José Ignacio toma mi mano conmovido, dice que su padre le dijo de mi preocupación por Valentina (¡Por supuesto! si todas las mañanas le preguntaba si había novedades a fin de determinar mi próxima acción).

─Cuánto me alegro de verla, señorita ─miento─ ¿Está usted bien? ¿No le hicieron daño, por Dios?

─¡Escapó! Mi chica es una mujer astuta, burló la vigilancia de los secuestradores ─dice él con orgullo (no es tonta como creí, entonces).

La toma de la mano y entra a la oficina de su padre.

Escucho la exclamación de júbilo, imagino el abrazo, la emoción. Los últimos días mi jefe lloró por la que cree será su nuera, preocupado de reunir el dinero del rescate. Sentada frente a él le consolaba y hablábamos, a veces hasta reíamos, él tomaba mi mano entre las suyas y me agradecía. Preparo café y pongo tacitas en una bandeja. Debo entrar, interrumpir el lazo que los une. Esta historia la escribo hace años, es hora del punto final, mascullo taconeando firme.

Días después, don Nicolás, mi jefe, me invita a cenar. Hay un asunto muy importante para celebrar, dice nervioso, viste elegante, se ve bien, el tono azul de la corbata hace juego con sus ojos, huelo su perfume, no sé por qué me contagia el nerviosismo. Voy al baño y bebo agua, me cercioro de lucir bien, reviso el rímel de mis ojos y los cabellos intencionalmente despeinados. Desabrocho la blusa y, una vez más, observo el raro lunar en mi hombro izquierdo, asemeja la figura de un dragón chino. En el orfanato había llamado la atención de las monjas.

Esta noche descubro que la vida tiene inexplicables vueltas de tuerca, que tal como decía el personaje-protagonista Forrest Gump, en la película del mismo nombre, es como un bombón, nunca sabes qué relleno te va a tocar.

Los últimos meses disfrutamos el estar juntos, Nicolás es un hombre culto, entretenido, hemos ido a la ópera y al ballet en el teatro municipal. También me recomienda autores clásicos para leer. Me gusta oír sus comentarios y análisis de las obras, nunca tuve oportunidad de conocer este otro mundo, de cultura y arte. Y me agrada. También me contó de su mujer, del accidente y cómo crio solo a José Ignacio. Me emocioné imaginándolo de la mano del niño esa vez en que habló de los veraneos en Zapallar.

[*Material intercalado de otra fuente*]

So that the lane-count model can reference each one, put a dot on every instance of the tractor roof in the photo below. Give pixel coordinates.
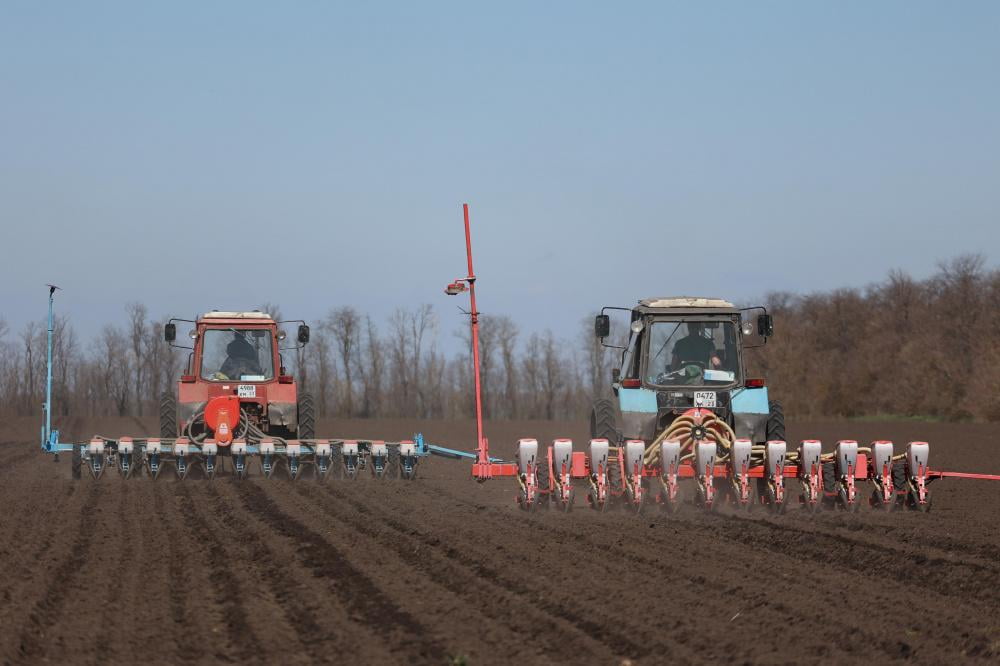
(216, 316)
(686, 303)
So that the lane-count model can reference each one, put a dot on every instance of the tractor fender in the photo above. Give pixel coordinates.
(637, 413)
(750, 411)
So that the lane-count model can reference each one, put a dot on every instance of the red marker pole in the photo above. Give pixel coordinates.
(483, 458)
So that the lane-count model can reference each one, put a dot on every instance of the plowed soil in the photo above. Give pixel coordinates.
(442, 569)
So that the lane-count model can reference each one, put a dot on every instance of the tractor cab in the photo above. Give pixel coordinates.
(235, 380)
(680, 354)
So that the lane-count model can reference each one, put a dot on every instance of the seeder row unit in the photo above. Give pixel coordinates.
(636, 475)
(318, 458)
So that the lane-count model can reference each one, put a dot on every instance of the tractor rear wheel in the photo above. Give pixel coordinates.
(168, 415)
(306, 417)
(775, 422)
(603, 421)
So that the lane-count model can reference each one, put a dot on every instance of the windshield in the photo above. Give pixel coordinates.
(692, 353)
(237, 355)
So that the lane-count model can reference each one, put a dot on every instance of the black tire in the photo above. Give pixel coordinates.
(306, 417)
(393, 467)
(542, 477)
(168, 415)
(830, 484)
(775, 422)
(77, 462)
(603, 421)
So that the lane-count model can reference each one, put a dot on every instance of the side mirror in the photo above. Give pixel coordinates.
(602, 326)
(765, 326)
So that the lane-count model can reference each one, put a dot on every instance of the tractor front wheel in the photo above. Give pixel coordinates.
(775, 422)
(306, 417)
(168, 416)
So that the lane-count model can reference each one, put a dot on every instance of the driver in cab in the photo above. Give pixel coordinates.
(695, 348)
(241, 360)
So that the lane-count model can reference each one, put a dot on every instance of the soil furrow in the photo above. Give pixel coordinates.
(355, 590)
(518, 614)
(46, 611)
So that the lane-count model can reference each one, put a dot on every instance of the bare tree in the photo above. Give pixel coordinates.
(138, 330)
(345, 325)
(371, 369)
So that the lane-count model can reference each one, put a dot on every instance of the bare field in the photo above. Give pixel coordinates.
(443, 567)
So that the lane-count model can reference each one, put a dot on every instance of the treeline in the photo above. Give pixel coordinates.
(353, 366)
(926, 348)
(922, 348)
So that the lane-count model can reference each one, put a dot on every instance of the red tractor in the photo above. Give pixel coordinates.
(235, 385)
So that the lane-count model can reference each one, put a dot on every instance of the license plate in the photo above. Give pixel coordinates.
(704, 398)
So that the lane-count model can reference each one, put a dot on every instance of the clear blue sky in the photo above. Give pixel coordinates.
(198, 155)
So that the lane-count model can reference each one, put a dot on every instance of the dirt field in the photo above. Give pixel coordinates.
(443, 568)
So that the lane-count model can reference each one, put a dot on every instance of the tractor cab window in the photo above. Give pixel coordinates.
(231, 354)
(692, 353)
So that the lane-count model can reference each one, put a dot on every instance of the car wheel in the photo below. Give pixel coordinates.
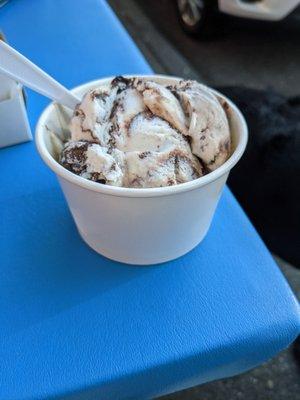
(197, 17)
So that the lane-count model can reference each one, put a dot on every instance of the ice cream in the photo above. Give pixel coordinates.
(138, 133)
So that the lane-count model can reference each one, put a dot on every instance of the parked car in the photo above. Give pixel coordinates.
(198, 16)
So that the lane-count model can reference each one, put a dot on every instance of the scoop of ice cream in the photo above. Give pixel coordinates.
(138, 133)
(207, 122)
(92, 161)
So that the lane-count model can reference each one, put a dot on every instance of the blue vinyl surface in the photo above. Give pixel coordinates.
(76, 325)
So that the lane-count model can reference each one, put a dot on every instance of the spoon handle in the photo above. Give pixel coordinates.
(16, 66)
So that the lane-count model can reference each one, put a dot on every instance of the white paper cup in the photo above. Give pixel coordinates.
(140, 226)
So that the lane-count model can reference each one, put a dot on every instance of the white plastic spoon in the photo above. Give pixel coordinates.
(19, 68)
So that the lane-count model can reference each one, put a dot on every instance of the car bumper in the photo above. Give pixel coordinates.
(272, 10)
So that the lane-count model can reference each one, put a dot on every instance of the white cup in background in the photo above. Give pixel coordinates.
(141, 226)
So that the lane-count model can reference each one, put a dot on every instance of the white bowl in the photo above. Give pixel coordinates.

Estoy sorprendida, halagada, aunque en honor a la verdad lo intuía. Su forma de mirarme a los ojos, de cogerme del brazo mientras caminábamos por la vereda hacia el lugar donde había estacionado el automóvil, cuando me atrajo hacia él mientras le confesaba entre lágrimas mi verdadera historia. Retrocedió unos pasos y se quedó mirándome muy serio, bajo la luz del farol de la calle, creí que se iba a enfadar, dijo nadie trabaja bajo sus órdenes sin ser investigado. Hubo un silencio en que no supe qué hacer. Luego, con su pañuelo secó mis lágrimas.

─Clara, es curioso ─advirtió observándome serio─ ¿Me creerías si te contara que un día trabajé de jardinero? No siempre fui el que soy, créeme. Nací en Pozo Almonte, éramos muy pobres, a los quince años me vine a Santiago, trabajé de mozo en un restauran cerca de la Estación Central, hice de suplementero y lustra botas, también fui peoneta de un camión que traía fruta del Puerto. Un día un vecino-jardinero que trabajaba en las casas del barrio alto me pidió que lo ayudara.

Guarda silencio, como si los recuerdos al traerlos a la luz le pesaran. No me atrevo a interrumpirlo. Es su historia.